Out Goes the Virtual Baby with the Mobility Bath Water
Big enterprise companies and venture capitalists alike are buying into mobility technologies, spurred on by the full-scale re-evaluation of how companies look at work and the underlying technology infrastructure required to support their employees.
Clearly having a mobility strategy is now core across many Enterprise technology vendors and consumers, but how do you acquire one? Many infrastructure vendors are suddenly waking up to this necessity and scrambling (to the tune of $1.54B!!) to get one. What is decidedly interesting is that the acquisition activity is happening largely in the VDI space and not in the traditional endpoint management market.
What is likely driving this is a critical misperception in market dynamics colored by the VDI vendors’ own technology weaknesses. But in the rush to device enable their virtual infrastructures, many vendors are ignoring existing needs and capabilities, in search of a quick way to cash in on smartphones—the baby is being thrown out with the bath water so to speak.
Driving the Need for Mobility
From the start, VDI was designed to eliminate the complexities of endpoint management. But as we know based on the latest VDI deployment stats courtesy of the smart folks at Gartner, it represents only about 8% of all enterprise desktops deployed. Even with many of the server-side infrastructure requirements easing and overall costs lowering, they still only expect a potential doubling of those desktops by 2016.
So clearly what’s driving these mega purchases by the VDI vendors is the fact that mobile device sales are outnumbering PC sales by a factor of 7 to1(!) and that their virtual infrastructures do not work all that well on those devices – let alone any mobile computer such as laptops when they’re off the home network and in the field. The logic is pretty clear – more people using mobile devices for key use cases like BYOD/PC, VDI on roaming notebooks is not a great combination and fewer new PCs being bought anyway means: We need to mobilize now!
Mobilization: Bigger than Smartphones
While it is logical on its face, simply implementing a mobility strategy without regard for all of the devices currently deployed within the enterprise ignores some key facts that illustrate the trends within the trend – the baby in the bath. According to Forrester, the high value enterprise use-cases—BYOD/PC, Contractor workforce management, and others—are expected to grow new laptop sales from over 5 million in 2014 to 7 million by 2016, significantly expanding the number of BYO laptops already in use within enterprises. By 2016, it’s expected that the number of employees that use their own laptops or tablets will double, significantly expanding the number of BYO laptops and tablets already in use within enterprises. In addition, a follow-on survey found that enterprises expect the presence of BYO MacBooks will grow from 5 percent of their employee base in 2013 to 16 percent by 2016.

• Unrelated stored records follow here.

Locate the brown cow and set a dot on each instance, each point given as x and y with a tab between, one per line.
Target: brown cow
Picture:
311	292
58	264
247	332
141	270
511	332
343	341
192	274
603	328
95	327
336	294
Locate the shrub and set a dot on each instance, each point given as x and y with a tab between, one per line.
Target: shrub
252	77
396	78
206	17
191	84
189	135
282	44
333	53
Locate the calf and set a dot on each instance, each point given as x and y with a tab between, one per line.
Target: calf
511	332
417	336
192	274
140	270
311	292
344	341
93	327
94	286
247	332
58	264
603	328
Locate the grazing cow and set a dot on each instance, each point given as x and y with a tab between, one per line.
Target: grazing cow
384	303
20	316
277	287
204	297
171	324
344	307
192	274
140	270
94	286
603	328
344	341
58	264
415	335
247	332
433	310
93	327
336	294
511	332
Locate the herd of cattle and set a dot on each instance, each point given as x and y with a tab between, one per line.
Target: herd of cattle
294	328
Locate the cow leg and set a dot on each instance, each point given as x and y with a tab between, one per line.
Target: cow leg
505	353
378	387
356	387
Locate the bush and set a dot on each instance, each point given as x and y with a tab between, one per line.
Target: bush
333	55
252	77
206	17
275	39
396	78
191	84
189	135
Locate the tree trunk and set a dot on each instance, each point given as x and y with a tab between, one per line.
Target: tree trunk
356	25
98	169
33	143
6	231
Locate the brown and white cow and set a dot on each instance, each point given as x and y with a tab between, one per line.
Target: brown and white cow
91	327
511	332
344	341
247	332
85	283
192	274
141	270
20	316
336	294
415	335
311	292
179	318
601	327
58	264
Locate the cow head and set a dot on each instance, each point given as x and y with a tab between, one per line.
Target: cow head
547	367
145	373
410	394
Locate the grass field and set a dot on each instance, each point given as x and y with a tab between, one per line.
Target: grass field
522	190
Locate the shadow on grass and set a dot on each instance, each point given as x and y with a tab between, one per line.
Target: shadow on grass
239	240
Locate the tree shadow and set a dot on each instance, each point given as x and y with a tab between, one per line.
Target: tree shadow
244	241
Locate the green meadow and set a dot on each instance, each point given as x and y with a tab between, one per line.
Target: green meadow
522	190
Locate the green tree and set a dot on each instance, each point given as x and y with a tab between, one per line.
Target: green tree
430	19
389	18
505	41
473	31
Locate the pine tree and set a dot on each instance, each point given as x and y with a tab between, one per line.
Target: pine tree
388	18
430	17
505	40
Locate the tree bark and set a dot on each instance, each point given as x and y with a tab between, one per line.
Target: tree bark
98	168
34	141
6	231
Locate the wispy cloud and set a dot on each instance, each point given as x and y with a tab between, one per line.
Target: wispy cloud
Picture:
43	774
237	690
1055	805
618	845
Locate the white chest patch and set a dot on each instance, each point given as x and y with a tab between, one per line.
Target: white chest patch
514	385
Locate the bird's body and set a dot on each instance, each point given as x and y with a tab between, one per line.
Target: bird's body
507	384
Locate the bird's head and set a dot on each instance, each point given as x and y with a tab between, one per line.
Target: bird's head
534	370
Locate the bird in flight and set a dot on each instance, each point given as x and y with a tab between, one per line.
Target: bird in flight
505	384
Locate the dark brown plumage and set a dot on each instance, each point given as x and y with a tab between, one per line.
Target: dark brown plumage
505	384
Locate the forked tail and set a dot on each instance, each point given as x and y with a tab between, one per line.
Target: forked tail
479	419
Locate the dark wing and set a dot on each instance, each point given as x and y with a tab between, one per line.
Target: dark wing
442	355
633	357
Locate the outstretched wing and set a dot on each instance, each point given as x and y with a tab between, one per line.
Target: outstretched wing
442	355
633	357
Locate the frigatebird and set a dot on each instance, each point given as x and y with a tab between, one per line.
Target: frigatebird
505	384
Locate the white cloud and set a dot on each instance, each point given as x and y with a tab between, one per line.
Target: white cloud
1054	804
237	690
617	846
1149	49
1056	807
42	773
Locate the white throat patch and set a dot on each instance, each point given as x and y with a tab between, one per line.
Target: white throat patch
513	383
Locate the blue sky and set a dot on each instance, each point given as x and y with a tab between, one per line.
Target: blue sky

So what does all of that mean for mobilization within the enterprise? Yes, mobilization is critically important, but that mobilization needs to be focused around notebooks and Macs now with on-going support for devices as they continue to expand in functionality. Laptops and notebooks are the largest mobile device currently in use in the enterprise and require management and security even more than mobile devices given the amount of high value content creation work performed on them. If VDI could effectively work on un-tethered notebooks and laptops they could focus on solving the real problems facing today’s enterprise endpoint management instead of having to spend big bucks, critical time, and focus, merging disparate acquisitions into a coherent management platform. Besides, why throw away a perfectly good baby?